Hier ein paar Anregungen für ehrgeizige Berufseinsteiger:
· Möglichst nicht ständig nur Flugzeuge, Busse, U-Bahnen und gelegentlich mal einen Zug sprengen. Was ist mit Straßenbahnen, Flussfähren (schöner Effekt, sinken und blockieren wichtige Verkehrswege) oder dem Transrapid in Shanghai (würde vielen CSU-Funktionären sicherlich einen Stachel aus dem schmerzenden Fleisch ziehen)?!
· Statt zeitversetzt zu zünden (alter Hut) können ambitionierte FaDEs auch ein Muster in die Stadt sprengen (schön zu sehen mit GoogleEarth).
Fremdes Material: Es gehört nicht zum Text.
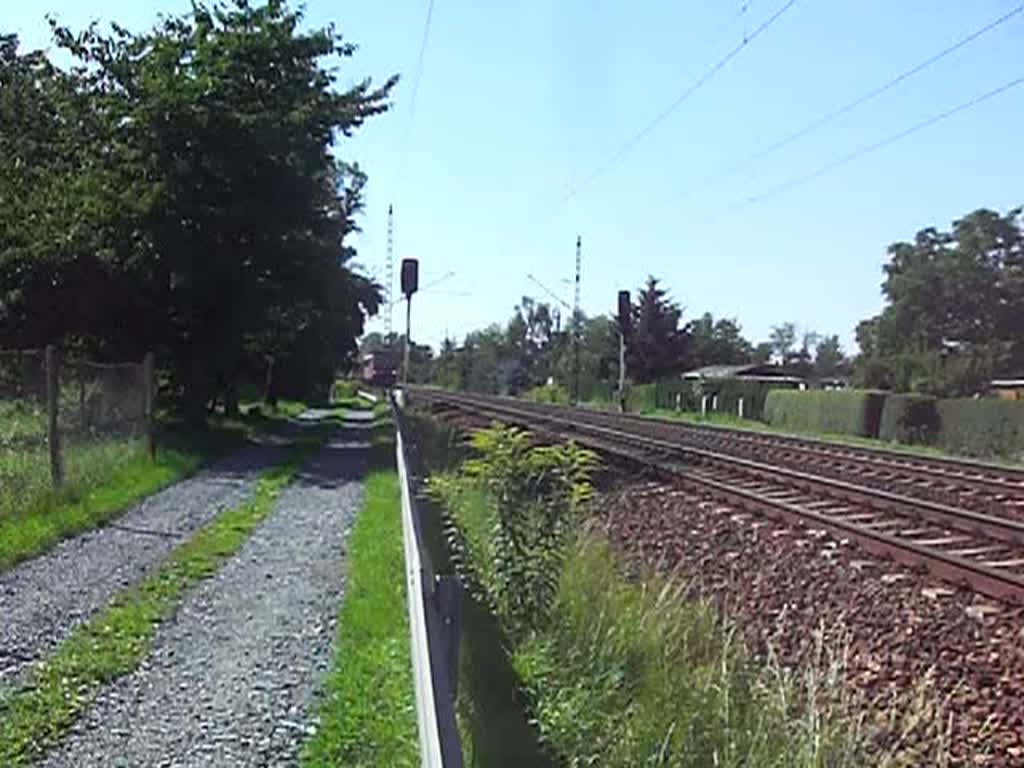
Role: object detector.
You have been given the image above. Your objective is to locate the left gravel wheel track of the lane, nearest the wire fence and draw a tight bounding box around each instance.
[0,444,282,689]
Fortgeschrittene schaffen sogar ihren Namen oder ein dekoratives Bild (verbinde die Punkte!).
· Überzählige jüngere Geschwister, aber auch Haus- und Nutztiere können mindestens einmal mitmachen und tragen ferngezündete Sprengsätze willig zum Einsatzort.
· Statt Moschee und Hindutempel (abgenutzt und langweilig!) sollten lieber lästige Großveranstaltungen ins Visier genommen werden, zum Beispiel Open-Air-Rockfestivals, das Hockenheimrennen, der Kölner Straßenkarneval oder die nervigen Paraden zum Christopher-Street-Day. Gestresste Anwohner werden garantiert dankbar sein.
Man darf also die positive Wirkung des Wirkens engagierter Facharbeiter für Detonations- und Entladungstechnik nicht unterschätzen, auch global betrachtet. Schließlich wirkt ihr Tun – konsequent und sachgerecht ausgeübt – der drohenden Überbevölkerung des Planeten entgegen und nützt damit allen Völkern. Junge Menschen mit Allergie gegen C4 oder Plastiksprengstoff können übrigens problemlos auf das Spezialgebiet Kalidünger-Diesel-Bomben (KDB) ausweichen, ohne ihre Aufstiegschancen zu gefährden. FaDE – ein Job mit Verantwortung und Zukunft!



Und später kann man noch berühmt damit werden:
http://de.youtube.com/watch?v=psvL2eYQ7YM
Liebe B.,
toller Clip, habe schon vor Arbeitsbeginn herzlich gelacht!!!
Liebe(r) Leser(in), [ja, du], unbedingt anschauen! Auch wenn die deutschen Untertitel nicht absolut korrekt sind – Saddam Hussein hat natürlich Senfgas gegen die Kurden eingesetzt, und kein Pfeffergas. Nein, auch kein Pfefferspray. But who gives a shit, as long as it’s funny!